Im Sommer dieses Jahres konnte die deutsche Wirtschaft einen erfreulichen Aufschwung von sechs Prozent verzeichnen - trotz Corona-Krise. Viel schauten wieder optimistisch auf 2021. Doch nun sieht die Lage schon wieder etwas kritischer aus. Die deutsche Wirtschaft muss wahrscheinlich nochmal einen Abschwung verkraften, starke wirtschaftliche Schäden abfedern. Das prognostizieren Marcel Fratscher und Clemens Fuest - auch schon Ende Oktober auf der DKM.
Clemens Fuest ist Präsident des Ifo-Instituts und Marcel Fratscher leitet das Deutsche Institut für Wirtschaftsforschung. Fuest plädiert dafür, auf jeden Fall alle Bereiche mit hoher Wertschöpfung zu schützen, zu gewährleisten, dass die Industrieproduktion auf jeden Fall weiterläuft, sieht es aber als gefährlich an, alle Regionen und Bereich gleich zu behandeln und empfiehlt „sehr differenziert vorzugehen“.

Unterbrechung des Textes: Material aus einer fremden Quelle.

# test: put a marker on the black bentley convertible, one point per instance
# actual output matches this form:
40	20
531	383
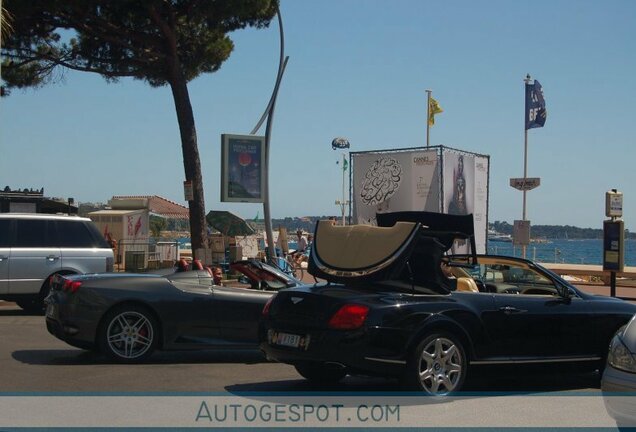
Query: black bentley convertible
388	308
128	316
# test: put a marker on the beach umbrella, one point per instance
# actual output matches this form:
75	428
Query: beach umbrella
228	224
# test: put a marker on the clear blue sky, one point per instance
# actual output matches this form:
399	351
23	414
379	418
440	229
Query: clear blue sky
359	69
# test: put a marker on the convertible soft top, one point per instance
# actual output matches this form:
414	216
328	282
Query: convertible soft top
360	253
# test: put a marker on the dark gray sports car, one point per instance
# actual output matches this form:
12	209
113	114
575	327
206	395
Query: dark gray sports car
128	316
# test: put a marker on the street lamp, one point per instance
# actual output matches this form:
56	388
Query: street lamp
342	143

Zum damaligen Zeitpunkt sah er einen Shutdown light als mögliche Option, „das Weihnachtsgeschäft noch zu retten“.
„Der Staat kann nicht Alles retten“
Fratscher vertritt dagegen die Position, dass die Wirtschaft grundsätzlich keinerlei Logdown verkraftet, erachtet einen derartigen sogar als sehr gefährlich. „Wir haben im Frühjahr zu spät reagiert, diesen Fehler dürfen wir nicht noch einmal machen,“ mahnt er. Zudem weist er darauf hin, dass Ende 2020 die Aussetzung der Insolvenzantragspflicht endet, danach werde es viele Insolvenzen geben. Sicher sei es wichtig, vor allem die besonders stark Betroffenen zu unterstützen, die Menschen dürften aber nicht zu hohe Erwartungen an den Staat und seine Leistungen haben. „Der Staat kann aber nicht Alles retten“, so seine nüchterne Analyse.

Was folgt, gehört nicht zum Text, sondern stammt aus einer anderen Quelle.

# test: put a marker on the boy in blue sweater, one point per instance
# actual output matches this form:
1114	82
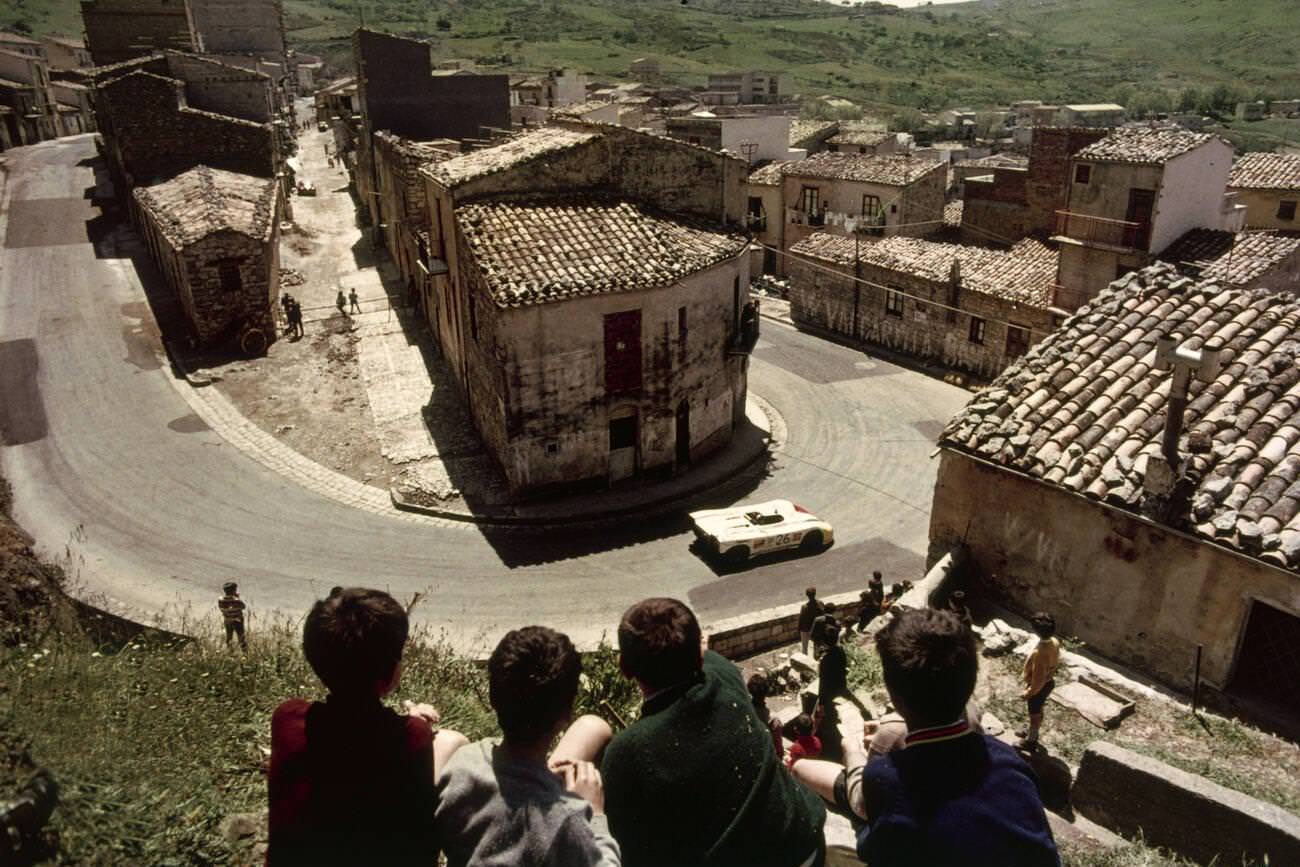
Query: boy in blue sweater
953	797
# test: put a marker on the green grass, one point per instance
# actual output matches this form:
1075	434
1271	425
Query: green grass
154	745
1144	52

Wirkung der Mehrwertsteuersenkung sehr beschränkt
Fuest moniert, dass in der aktuellen Krise auch viele Unternehmen unterstützt würden, die diesen Support überhaupt nicht benötigten. Dies zeige sich auch daran, dass das verfügbare Einkommen nicht gesunken sei. Als falsches und sogar teures Signal erachtet er auch die Mehrwertsteuersenkung. „Die Wirkung der Mehrwertsteuersenkung ist sehr beschränkt und sollte auch nicht wie angedacht verlängert werden“, fordert der Ifo-Mann. Das Problem liege hier nicht bei der Konsumbereitschaft der Menschen, sondern in erster Linie an den begrenzten Möglichkeiten. Auch die Wirtschaftsweisen sehen die Mehrwertsteuersenkung als schwaches bis kontraproduktives Instrument.

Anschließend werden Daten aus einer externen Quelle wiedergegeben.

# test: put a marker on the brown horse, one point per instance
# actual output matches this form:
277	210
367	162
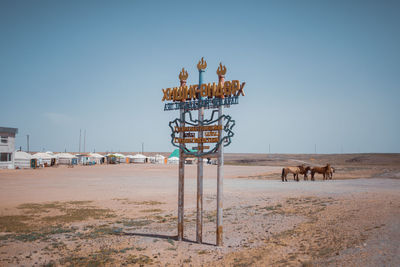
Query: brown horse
304	170
287	170
325	171
331	172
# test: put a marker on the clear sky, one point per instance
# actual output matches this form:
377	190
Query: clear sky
324	73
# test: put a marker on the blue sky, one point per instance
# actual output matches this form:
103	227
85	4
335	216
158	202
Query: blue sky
324	73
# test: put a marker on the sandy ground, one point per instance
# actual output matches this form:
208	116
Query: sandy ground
126	215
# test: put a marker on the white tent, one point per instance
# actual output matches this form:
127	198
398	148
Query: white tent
44	158
65	158
97	158
22	160
159	159
120	157
173	160
139	158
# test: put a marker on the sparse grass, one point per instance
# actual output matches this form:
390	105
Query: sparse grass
141	260
100	258
102	231
136	223
14	223
152	210
40	208
42	234
147	202
79	214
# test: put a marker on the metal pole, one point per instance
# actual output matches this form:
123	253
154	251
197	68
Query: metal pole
220	169
199	220
84	142
220	181
181	186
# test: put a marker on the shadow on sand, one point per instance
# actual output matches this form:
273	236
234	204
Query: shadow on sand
170	237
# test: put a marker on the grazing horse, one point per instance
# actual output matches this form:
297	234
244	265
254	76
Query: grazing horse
294	170
331	172
304	170
325	171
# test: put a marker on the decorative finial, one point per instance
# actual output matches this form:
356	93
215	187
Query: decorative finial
202	64
183	75
221	70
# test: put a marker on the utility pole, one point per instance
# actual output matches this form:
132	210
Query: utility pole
80	134
84	141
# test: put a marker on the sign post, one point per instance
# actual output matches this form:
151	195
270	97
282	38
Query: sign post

Vielmehr sollte man den Unternehmen erlauben, den so genannten Verlustrücktrag auszudehnen. Das heißt, den Unternehmen zu ermöglichen, ihre Gewinne aus 2019 mit den Verlusten aus 2020 zu verrechnen. Außerdem müssten die finanziellen Hilfen für Unternehmen wie Hotels und Gastronomie aufgestockt werden. Für den Verlustrücktrag machen sich auch die Wirtschaftsweisen in ihrer jüngsten Prognoseveröffentlichung stark.
Staat kann nur abmildern, Insolvenzen aber nicht wirklich verhindern
Fratscher setzt hier dagegen und argumentiert: „Der Staat kann sich keine weiteren Staatshilfen liefern, denn er ist nicht der bessere Unternehmer.“ Der Staat könne die prekäre Situation der Unternehmen nur abmildern, er könne aber Insolvenzen nicht verhindern. „Der Staat kann nicht die Angst nehmen, sondern nur unterstützen.“
In einem waren sich die Wirtschaftsexperten aber einig: In Deutschland muss es einen nennenswerten Strukturwandel geben. Dieser könne vor allem durch eine konsequente Digitalisierung und durch wahrhaft nachhaltiges Agieren angestoßen werden. Aber auch der Sektor Mobilität, hier beispielweise das automatisierte und autonome Fahren, müsse ausgebaut werden. So könne die deutsche Wirtschaft stabilisiert und „Schlimmeres verhindert werden“.
Haben wir die Energie, die Chance zu ergreifen?
„Diese strukturellen Veränderungen sind zwar erst einmal eine Last, aber auch eine Chance. Und diese Chance müssen wir ergreifen. Ich weiß aber nicht, ob wir diese Energie wirklich haben,“ so das skeptische Fazit von Fuest.